Antes de tudo, no meu artigo jamais falei de reformas iminentes ou de documentos já preparados, e no final dizia claramente que se tratava do começo de um trabalho. Um trabalho longo, que não quer impor as coisas do alto, mas envolver os episcopados. Falava da votação feita pela plenária da Congregação, do fato de o Cardeal Cañizares ter levado os resultados ao Papa, do fato de que se começou a estudar, não “propostas institucionais de modificação dos livros litúrgicos”, mas sim indicações mais precisas e rigorosas relativas à modalidade de celebrar com os livros existentes e há pouco publicados.

Tudo isto para dizer-lhes que não acreditem que o que hoje lhes escrevo seja insignificante, que o Papa e a Congregação do Culto não estejam pensando em nada, que a “reforma da reforma” e a recuperação de uma maior sacralidade da liturgia seja uma notícia falsa publicada por mim. Desde que me tornei vaticanista tenho cometido muitos erros e muitos cometerei, mas o artigo em questão, creiam-me, não é um deles. De resto, o fato de que “no momento” não existam “propostas institucionais” de reforma não desmente que hoje já existam propostas em estudo que ainda não se tenham tornado “institucionais”. E basta ler aquilo que em determinado momento escreveu o Cardeal Ratzinger e o que escreveu o Papa Bento XVI na carta que acompanha o Motu proprio “Summorum Pontificum” para dar-se conta de quanto este tema está lhe é caro.

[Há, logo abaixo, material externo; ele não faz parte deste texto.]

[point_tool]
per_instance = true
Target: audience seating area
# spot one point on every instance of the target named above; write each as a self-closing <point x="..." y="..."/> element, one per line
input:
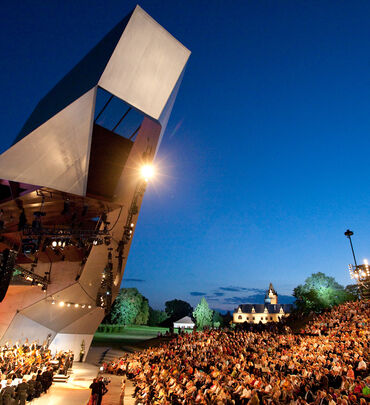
<point x="27" y="371"/>
<point x="326" y="364"/>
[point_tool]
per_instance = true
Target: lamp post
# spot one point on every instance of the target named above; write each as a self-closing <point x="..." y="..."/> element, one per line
<point x="361" y="272"/>
<point x="349" y="233"/>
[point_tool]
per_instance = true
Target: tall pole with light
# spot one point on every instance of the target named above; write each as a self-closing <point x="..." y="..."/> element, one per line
<point x="361" y="272"/>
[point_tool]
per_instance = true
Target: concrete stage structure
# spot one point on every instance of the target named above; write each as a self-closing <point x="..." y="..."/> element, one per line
<point x="72" y="184"/>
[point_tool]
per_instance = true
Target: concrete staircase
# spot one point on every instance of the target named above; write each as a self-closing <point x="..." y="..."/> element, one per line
<point x="99" y="354"/>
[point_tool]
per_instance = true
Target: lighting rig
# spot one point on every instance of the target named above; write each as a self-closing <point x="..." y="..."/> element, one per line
<point x="31" y="276"/>
<point x="147" y="172"/>
<point x="359" y="272"/>
<point x="7" y="261"/>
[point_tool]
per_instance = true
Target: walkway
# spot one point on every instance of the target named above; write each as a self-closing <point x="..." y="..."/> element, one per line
<point x="114" y="390"/>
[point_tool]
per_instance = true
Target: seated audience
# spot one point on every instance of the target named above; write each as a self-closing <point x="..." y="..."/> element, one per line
<point x="327" y="363"/>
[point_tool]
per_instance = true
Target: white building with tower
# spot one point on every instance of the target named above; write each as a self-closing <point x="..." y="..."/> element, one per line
<point x="270" y="311"/>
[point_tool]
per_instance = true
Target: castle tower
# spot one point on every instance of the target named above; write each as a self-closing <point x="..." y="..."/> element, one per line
<point x="271" y="296"/>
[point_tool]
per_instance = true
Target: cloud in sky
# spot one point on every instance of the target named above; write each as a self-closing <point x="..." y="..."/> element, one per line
<point x="241" y="289"/>
<point x="256" y="299"/>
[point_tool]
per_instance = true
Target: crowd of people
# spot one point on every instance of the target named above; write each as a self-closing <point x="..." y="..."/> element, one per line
<point x="326" y="364"/>
<point x="27" y="371"/>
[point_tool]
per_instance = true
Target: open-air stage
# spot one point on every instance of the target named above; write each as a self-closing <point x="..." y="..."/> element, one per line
<point x="76" y="391"/>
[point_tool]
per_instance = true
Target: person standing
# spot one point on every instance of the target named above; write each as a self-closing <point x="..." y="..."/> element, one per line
<point x="123" y="388"/>
<point x="22" y="392"/>
<point x="8" y="394"/>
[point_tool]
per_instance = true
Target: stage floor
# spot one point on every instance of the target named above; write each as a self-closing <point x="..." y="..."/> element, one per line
<point x="74" y="392"/>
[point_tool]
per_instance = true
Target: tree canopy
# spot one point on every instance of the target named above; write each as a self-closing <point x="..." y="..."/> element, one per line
<point x="178" y="309"/>
<point x="203" y="314"/>
<point x="156" y="317"/>
<point x="130" y="308"/>
<point x="319" y="292"/>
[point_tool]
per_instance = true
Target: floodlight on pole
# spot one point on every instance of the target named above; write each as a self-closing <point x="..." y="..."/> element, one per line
<point x="147" y="172"/>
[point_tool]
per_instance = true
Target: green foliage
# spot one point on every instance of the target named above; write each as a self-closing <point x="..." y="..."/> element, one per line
<point x="156" y="317"/>
<point x="178" y="309"/>
<point x="353" y="291"/>
<point x="203" y="314"/>
<point x="130" y="308"/>
<point x="318" y="293"/>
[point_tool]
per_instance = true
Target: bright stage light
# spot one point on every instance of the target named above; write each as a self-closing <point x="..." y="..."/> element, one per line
<point x="147" y="171"/>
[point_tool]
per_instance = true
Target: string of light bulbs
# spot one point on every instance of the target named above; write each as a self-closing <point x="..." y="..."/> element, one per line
<point x="69" y="304"/>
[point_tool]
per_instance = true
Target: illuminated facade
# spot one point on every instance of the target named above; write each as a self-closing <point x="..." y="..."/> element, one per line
<point x="270" y="311"/>
<point x="72" y="184"/>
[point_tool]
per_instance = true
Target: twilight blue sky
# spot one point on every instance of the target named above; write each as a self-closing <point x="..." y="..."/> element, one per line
<point x="265" y="162"/>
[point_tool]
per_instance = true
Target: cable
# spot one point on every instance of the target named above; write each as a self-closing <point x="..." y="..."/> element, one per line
<point x="119" y="215"/>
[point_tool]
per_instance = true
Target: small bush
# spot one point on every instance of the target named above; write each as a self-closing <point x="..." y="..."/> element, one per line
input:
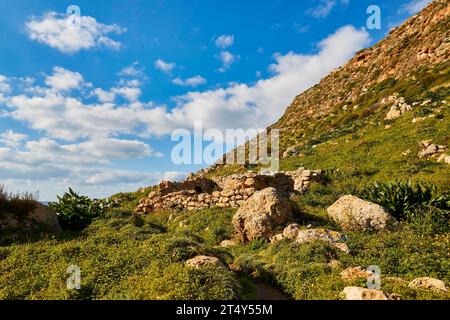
<point x="403" y="199"/>
<point x="75" y="212"/>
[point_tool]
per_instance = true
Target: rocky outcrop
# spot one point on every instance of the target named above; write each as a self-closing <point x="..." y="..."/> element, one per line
<point x="398" y="108"/>
<point x="225" y="192"/>
<point x="204" y="261"/>
<point x="357" y="293"/>
<point x="428" y="283"/>
<point x="40" y="217"/>
<point x="430" y="150"/>
<point x="292" y="152"/>
<point x="353" y="213"/>
<point x="300" y="236"/>
<point x="421" y="41"/>
<point x="354" y="273"/>
<point x="261" y="214"/>
<point x="228" y="243"/>
<point x="336" y="239"/>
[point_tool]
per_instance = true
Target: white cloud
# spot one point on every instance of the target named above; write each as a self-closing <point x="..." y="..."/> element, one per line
<point x="257" y="106"/>
<point x="11" y="138"/>
<point x="164" y="66"/>
<point x="235" y="106"/>
<point x="107" y="177"/>
<point x="133" y="70"/>
<point x="190" y="82"/>
<point x="414" y="6"/>
<point x="227" y="59"/>
<point x="56" y="31"/>
<point x="94" y="132"/>
<point x="324" y="8"/>
<point x="224" y="41"/>
<point x="130" y="93"/>
<point x="4" y="86"/>
<point x="63" y="80"/>
<point x="104" y="96"/>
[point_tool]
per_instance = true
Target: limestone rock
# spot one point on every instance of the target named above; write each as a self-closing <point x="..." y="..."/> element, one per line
<point x="291" y="152"/>
<point x="353" y="213"/>
<point x="261" y="214"/>
<point x="291" y="231"/>
<point x="354" y="273"/>
<point x="228" y="243"/>
<point x="202" y="261"/>
<point x="428" y="283"/>
<point x="335" y="238"/>
<point x="357" y="293"/>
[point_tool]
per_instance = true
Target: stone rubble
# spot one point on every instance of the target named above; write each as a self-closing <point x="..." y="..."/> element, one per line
<point x="433" y="151"/>
<point x="224" y="192"/>
<point x="398" y="108"/>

Fonte: Il Blog di Andrea Tornielli

Tradução: OBLATVS

agosto 24, 2009

Confissão comunitária, “Forma Extraordinária do Sacramento da Reconciliação”. Ao menos esta não está liberada.

No Domingo de Ramos de 2009, Mons. Pierre Pican, bispo de Bayeux e Lisieux, enviava a todos os curas de sua diocese o seguinte correio (extrato):

Cardeal Cañizares“Esta prática [absolvição coletiva] é retida em algumas paróquias. Alguns curas me pediram que os autorizasse a viver esta expressão extraordinária do Sacramento da Reconciliação. Eu os autorizo a presidir esta celebração para a Páscoa de 2009, 15 de agosto de 2009 na medida do necessário, e para o Natal de 2009. Aplico o comentário do cânon 961 estabelecido pela Conferência dos Bispos da França em 1987”.

Um cura da diocese comunicou este correio a Roma. Em 10 de julho, Mons. Pican enviava esta nova carta a seus curas [extrato]:

“As disposições determinadas no documento apresentado aos padres por ocasião da Páscoa e relativas à celebração da absolvição coletiva vieram a ser proibidas pelo Prefeito da Congregação para o Culto Divino e Disciplina dos Sacramentos”.